Não sei mesmo. Sei a teoria toda! Mas depois é na prática que eu tenho que lidar com isto, todos os dias, 24 horas por dia. E é nessa prática que tenho que fazer o meu luto de mim mesma, do que já fui e não volto a ser. Fazer o luto do que fui, acolher o que agora sou. E já sou tanto…! Tanto que continuo a não me ver num diagnóstico que é o meu em que eu não me reconheço…

…preciso de chorar esse diagnóstico, chorar esse luto, processar, digerir, secar as lágrimas e seguir em frente.

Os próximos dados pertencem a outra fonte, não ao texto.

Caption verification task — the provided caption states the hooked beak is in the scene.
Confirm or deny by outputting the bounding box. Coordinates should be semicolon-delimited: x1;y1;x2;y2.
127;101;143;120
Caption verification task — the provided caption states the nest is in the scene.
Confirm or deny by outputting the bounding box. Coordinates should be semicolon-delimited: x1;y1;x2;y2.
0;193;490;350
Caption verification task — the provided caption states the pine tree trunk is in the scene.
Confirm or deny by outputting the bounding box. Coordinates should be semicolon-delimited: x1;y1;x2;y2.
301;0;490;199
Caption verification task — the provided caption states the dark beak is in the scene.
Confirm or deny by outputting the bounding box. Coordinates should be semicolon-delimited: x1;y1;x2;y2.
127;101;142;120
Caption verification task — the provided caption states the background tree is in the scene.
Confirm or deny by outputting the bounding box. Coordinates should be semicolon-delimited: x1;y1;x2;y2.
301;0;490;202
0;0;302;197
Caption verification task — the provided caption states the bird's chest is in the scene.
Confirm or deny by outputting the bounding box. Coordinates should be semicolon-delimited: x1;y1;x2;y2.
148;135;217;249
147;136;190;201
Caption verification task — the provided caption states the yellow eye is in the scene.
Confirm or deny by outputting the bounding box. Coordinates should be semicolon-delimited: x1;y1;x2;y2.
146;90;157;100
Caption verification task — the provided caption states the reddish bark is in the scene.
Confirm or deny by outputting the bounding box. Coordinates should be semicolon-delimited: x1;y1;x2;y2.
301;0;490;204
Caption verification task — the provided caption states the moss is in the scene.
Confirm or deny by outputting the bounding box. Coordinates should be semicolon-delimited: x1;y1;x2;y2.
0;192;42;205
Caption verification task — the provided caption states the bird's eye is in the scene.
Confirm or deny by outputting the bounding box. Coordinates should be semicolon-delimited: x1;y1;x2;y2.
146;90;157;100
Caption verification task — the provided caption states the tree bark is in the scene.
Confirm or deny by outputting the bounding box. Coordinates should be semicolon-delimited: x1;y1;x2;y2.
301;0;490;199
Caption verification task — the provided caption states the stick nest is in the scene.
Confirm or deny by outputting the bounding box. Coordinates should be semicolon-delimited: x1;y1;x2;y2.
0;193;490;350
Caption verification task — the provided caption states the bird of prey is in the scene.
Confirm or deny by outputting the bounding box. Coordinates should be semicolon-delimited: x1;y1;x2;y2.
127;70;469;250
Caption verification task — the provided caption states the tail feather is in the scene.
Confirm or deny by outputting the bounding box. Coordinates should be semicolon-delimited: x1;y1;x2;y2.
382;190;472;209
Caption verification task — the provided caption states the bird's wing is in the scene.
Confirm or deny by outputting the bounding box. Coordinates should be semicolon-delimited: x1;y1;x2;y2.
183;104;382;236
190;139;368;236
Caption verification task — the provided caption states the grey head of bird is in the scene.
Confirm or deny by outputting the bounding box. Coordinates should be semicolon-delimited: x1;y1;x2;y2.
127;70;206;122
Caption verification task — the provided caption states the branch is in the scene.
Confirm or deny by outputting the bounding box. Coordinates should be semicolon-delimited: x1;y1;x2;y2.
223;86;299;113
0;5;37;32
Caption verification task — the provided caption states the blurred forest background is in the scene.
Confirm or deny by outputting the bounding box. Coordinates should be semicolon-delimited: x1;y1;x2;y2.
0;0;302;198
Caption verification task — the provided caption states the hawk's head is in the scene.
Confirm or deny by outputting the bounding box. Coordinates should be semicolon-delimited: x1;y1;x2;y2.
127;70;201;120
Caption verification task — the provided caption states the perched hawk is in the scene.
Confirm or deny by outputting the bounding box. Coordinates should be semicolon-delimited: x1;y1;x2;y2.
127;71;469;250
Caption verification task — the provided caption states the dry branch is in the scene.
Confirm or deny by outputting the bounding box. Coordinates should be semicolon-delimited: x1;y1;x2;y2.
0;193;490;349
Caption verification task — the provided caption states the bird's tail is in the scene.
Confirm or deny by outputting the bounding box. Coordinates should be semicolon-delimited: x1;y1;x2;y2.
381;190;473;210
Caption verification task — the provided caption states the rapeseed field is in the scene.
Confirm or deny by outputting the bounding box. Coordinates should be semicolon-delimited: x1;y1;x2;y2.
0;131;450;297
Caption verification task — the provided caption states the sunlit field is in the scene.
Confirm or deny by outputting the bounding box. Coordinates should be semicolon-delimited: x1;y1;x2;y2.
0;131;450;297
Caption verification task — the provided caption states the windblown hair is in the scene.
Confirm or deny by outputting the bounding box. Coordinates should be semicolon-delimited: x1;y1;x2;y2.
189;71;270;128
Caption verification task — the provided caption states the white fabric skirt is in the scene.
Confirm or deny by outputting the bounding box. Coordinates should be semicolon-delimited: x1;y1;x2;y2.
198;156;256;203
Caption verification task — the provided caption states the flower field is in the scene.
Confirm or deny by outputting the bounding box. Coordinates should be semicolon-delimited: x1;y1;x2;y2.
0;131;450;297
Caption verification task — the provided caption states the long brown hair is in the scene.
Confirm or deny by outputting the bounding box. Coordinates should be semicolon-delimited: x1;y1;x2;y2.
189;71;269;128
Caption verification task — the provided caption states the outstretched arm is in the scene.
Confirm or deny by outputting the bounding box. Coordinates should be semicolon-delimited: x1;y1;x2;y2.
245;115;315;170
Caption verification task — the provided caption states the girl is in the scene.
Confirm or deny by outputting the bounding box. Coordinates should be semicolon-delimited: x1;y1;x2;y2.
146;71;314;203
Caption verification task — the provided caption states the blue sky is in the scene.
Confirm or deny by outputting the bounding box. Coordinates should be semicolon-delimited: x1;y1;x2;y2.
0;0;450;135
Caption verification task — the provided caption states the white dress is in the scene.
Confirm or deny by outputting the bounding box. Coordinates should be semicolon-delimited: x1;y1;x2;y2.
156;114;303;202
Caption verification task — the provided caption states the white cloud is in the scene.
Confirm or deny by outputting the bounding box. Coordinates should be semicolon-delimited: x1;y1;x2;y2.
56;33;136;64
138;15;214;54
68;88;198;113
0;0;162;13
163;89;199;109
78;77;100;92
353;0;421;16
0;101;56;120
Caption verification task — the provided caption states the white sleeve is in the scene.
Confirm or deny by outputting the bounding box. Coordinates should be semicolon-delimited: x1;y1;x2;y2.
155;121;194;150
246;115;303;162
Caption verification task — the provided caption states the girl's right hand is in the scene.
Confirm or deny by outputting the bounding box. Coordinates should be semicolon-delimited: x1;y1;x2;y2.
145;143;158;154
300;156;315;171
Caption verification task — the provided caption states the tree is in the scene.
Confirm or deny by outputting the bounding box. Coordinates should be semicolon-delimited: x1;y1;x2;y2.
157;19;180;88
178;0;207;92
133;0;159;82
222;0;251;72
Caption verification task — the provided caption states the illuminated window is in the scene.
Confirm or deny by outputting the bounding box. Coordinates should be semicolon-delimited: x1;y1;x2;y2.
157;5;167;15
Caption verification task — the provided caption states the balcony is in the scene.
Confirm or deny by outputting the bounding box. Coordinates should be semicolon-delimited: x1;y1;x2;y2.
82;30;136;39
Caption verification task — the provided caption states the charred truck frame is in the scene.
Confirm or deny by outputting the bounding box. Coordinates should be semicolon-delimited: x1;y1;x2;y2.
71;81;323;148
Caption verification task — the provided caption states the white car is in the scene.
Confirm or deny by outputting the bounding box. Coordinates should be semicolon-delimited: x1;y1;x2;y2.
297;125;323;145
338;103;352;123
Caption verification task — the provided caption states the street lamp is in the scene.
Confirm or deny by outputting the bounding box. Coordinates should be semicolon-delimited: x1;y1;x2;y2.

Não sei se sei ser Pessoa Com Esclerose Múltipla a quem o dia 4 de Dezembro é dedicado a nível nacional. Sei apenas ser Eu. Igual a mim própria. E sei que, sendo apenas Eu, sou tanto e tanta coisa ao mesmo tempo! E pergunto: não era Eu já suficiente o tanto que já era…?

{#335.031.2025}

Em véspera de Lua Cheia. Em véspera de Super Lua. A última do ano que não tarda em terminar. E dou por mim a pensar que, tudo o que um dia termina, vira memória. Recordação.
…uma espécie de nuvem de um qualquer fumo que, com o tempo, se vai dissipando. As memórias que se cruzam e baralham nessa nuvem de um qualquer fumo que o vento desfaz e dispersa.

Este ano que termina em breve vai passar a ser uma nuvem de um qualquer fumo de memórias, recordações de importância relativa consoante quem revisita a nuvem de fumo. E acredito que o mesmo acontece com quem deixa de ser. Ou deixa de estar. Ou…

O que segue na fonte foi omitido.